Angehörige der Gesundheitsberufe entschieden, dass Herr Strattons Krebs zwar unheilbar war, er jedoch nicht unmittelbar sterben sollte und daher nicht für das Programm in Frage kam.
Im Rahmen des Programms können unheilbar kranke Erwachsene mit unerträglichen Schmerzen und einer Lebenserwartung von weniger als sechs Monaten – oder 12 Monaten, wenn sie an neurodegenerativen Erkrankungen leiden — und die 68 Kriterien erfüllen, ihren Arzt um Hilfe beim Sterben bitten.
Trotz seines anhaltenden Schmerzes und seines klaren Wunsches, sein Leben zu beenden, wurde Herr Stratton nach den Regeln des Programms als nicht förderfähig eingestuft.
Er fühlte, dass er keine andere Wahl hatte, als die Sache selbst in die Hand zu nehmen — und seinen ergebenen Sohn zu bitten, ihm zu helfen, sein Leiden zu beenden.
„Unsere Familie mit gebrochenem Herzen wurde weiter auseinandergerissen, weil ein Sohn nur wollte, dass sein Vater seine Wünsche erfüllt und sein Schmerz endete — weil das Gesundheitssystem ihn im Stich gelassen hatte und ihn die Dinge nicht zu seinen eigenen Bedingungen beenden ließ“, sagte Colins Enkel Daniel Devereaux Anfang dieses Monats dem Gericht.
Funktionieren Euthanasie-Gesetze?
Kerry Robertson starb am 15. Juli 2019 in einem Pflegeheim in Bendigo, eine halbe Stunde nördlich von Castlemaine, an metastasierendem Brustkrebs, weniger als einen Monat nachdem Victorias Gesetze zur Sterbehilfe am 19. Juni in Kraft getreten waren.
Sie war die erste Person, die eine Genehmigung nach dem Voluntary Assisted Dying Act erhielt, und die erste, die es benutzte.
Die Töchter von Frau Robertson, Jacqui Hicks und Nicole Robertson, sagten dem ABC damals, dass sie den ermächtigten Tod erhalten habe, den sie wollte.
Ein Sprecher der viktorianischen Regierung sagte, die Gesetze zur freiwilligen Sterbehilfe gäben berechtigten Viktorianern, die an einer unheilbaren und unheilbaren Krankheit litten, „eine mitfühlende Wahl am Ende ihres Lebens“.

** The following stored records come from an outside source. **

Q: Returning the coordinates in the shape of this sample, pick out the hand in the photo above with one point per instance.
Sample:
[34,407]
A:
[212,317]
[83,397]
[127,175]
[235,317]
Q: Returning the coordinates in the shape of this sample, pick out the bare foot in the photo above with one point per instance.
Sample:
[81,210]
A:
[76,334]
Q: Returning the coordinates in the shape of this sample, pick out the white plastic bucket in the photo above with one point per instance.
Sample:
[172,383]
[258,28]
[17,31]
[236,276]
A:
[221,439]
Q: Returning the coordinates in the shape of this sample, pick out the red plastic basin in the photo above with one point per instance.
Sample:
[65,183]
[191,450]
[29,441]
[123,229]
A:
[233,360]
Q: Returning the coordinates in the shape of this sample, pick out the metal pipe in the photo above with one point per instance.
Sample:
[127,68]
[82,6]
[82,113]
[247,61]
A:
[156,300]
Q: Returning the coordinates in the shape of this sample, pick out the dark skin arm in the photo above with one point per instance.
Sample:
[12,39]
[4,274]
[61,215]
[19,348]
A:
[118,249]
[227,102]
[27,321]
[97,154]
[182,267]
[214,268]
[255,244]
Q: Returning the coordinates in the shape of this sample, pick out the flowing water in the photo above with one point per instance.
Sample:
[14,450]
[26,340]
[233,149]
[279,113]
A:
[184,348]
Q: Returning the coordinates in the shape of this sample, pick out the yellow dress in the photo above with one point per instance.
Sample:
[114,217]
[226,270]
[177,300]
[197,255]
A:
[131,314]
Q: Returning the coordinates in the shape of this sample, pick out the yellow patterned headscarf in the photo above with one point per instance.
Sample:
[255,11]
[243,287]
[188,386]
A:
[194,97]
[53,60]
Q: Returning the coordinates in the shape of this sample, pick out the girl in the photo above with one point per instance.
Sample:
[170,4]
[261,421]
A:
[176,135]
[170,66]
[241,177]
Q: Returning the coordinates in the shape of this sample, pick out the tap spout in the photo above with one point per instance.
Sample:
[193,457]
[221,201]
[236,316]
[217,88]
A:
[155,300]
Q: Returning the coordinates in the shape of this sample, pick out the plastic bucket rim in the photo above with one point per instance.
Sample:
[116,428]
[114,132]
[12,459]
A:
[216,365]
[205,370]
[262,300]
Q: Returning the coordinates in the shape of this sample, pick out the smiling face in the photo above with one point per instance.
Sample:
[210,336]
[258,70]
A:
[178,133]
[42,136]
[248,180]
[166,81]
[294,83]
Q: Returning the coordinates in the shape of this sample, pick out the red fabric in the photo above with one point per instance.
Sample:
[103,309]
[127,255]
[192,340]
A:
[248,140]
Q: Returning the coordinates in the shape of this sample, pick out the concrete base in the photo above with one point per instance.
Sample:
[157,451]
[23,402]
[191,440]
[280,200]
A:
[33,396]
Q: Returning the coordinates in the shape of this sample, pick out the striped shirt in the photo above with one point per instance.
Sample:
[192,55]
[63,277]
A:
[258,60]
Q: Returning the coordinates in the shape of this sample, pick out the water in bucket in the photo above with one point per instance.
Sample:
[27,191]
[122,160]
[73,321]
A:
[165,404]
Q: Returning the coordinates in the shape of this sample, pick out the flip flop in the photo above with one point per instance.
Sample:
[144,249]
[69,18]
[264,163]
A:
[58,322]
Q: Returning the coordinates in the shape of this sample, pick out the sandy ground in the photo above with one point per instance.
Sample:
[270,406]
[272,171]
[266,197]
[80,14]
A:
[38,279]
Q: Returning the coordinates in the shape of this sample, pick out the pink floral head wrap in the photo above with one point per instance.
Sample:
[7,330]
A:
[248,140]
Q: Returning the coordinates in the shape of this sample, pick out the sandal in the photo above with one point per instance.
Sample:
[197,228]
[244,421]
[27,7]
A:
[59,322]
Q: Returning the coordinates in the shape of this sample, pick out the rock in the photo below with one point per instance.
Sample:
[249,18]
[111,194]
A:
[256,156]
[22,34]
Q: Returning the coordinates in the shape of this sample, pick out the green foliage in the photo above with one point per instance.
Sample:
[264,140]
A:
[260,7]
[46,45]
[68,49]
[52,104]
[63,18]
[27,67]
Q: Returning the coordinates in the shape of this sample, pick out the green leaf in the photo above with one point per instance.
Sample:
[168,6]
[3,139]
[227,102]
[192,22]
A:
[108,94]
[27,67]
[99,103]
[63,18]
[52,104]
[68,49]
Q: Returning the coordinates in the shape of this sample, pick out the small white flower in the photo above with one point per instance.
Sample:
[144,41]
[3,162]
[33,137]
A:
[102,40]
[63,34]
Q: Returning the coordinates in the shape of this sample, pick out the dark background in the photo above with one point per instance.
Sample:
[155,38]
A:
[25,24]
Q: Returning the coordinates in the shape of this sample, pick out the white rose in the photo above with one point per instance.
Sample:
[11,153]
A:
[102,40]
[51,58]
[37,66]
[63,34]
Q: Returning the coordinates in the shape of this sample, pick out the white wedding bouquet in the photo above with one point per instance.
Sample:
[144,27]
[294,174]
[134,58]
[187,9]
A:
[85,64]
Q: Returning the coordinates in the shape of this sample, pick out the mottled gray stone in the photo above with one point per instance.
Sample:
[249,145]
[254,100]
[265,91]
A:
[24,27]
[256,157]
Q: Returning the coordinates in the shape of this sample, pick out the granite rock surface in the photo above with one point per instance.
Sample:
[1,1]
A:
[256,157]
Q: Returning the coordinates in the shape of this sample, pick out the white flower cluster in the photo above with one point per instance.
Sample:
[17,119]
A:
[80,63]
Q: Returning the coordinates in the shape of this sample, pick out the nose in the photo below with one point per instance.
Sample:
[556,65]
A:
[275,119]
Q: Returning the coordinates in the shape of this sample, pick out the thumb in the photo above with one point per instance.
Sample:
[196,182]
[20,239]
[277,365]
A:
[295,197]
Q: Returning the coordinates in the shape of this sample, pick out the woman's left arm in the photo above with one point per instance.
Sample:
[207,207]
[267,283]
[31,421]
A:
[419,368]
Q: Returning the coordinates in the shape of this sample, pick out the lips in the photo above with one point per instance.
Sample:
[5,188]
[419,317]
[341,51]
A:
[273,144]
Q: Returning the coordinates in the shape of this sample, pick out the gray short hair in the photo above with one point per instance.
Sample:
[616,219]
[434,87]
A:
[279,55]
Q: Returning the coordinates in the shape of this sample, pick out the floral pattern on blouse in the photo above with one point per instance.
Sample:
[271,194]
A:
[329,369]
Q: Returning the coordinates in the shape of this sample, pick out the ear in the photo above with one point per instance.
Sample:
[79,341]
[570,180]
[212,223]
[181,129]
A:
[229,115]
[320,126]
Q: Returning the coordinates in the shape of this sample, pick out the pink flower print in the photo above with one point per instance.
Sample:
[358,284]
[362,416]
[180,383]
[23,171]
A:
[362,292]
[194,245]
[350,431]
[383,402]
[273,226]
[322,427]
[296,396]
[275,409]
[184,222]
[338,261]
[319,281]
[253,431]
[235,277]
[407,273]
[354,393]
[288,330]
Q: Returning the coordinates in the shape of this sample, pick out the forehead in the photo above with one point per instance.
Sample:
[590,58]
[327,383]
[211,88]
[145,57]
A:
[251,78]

„Victoria war der erste Staat, der Gesetze zur freiwilligen Sterbehilfe verabschiedete. Dies ist das sicherste und konservativste System der Welt mit 68 strengen Sicherheitsvorkehrungen, die die Wünsche der viktorianischen Gemeinschaft widerspiegeln „, sagte der Sprecher.